As I write this, I am preparing (once again) to return to in-person teaching. This, of course may change in a couple of weeks (again). Like so many teachers right now, I don’t really know what to plan for because so much is up in the air. My new mantra is to take one day at at time, and to keep putting one foot in front of another. Tomorrow, I am teaching remotely and that is what I can plan for.
Right now there is a lot of change in all of our lives. It can be very unsettling, because change is not something that we can plan for. The nice thing about being a teacher, however, is that we know history. One thing about history is that change is constant. Many before us have endured change, and lived to tell about it.
My class recently completed a then and now unit where we looked at things in the past, and things in the present. We had fun looking at cars, homes, and various other things in the past and comparing them with their present day counter parts. When we got to schools, I assigned my first graders the project of comparing schools of the past with schools of today and presenting them (virtually) to their classmates. They had so much fun! We acknowledged all of the changes they have recently lived through and they were able to articulate much of what they’ve been feeling in a healthy manner.
At the end of their presentations I told them that they are the experts on schools today, because they are the only generation that has learned remotely. It was also a fun project because we acknowledged that in spite of everything else going on – we are still learning.
We are preparing to study change in our country now, as we prepare for our black history unit. This year, I really wanted to focus on the journey of African Americans. Not just during slavery, but to follow what happened to African Americans once they claimed their freedom. I’m working on several projects, and the first one is my Underground Railroad Virtual Field Trip. This lesson explains what the Underground Railroad was, and links to actual sites along the Underground Railroad.
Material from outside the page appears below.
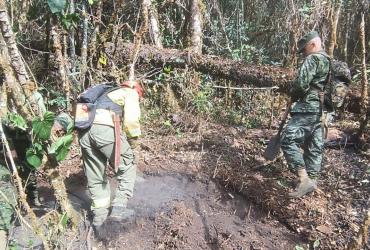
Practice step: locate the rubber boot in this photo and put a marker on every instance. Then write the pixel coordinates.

We will also look at the settlements free slaves built to create homes for themselves. Here are more fresh ideas for you as well. I will be sure and share any other projects with you as well.
During times of change it can be comforting to study previous times of change. It lets children know that change has happened before, and that change will continue in the future. It’s also reassuring to people of all ages, because it gives us all hope that we can (and will) persevere.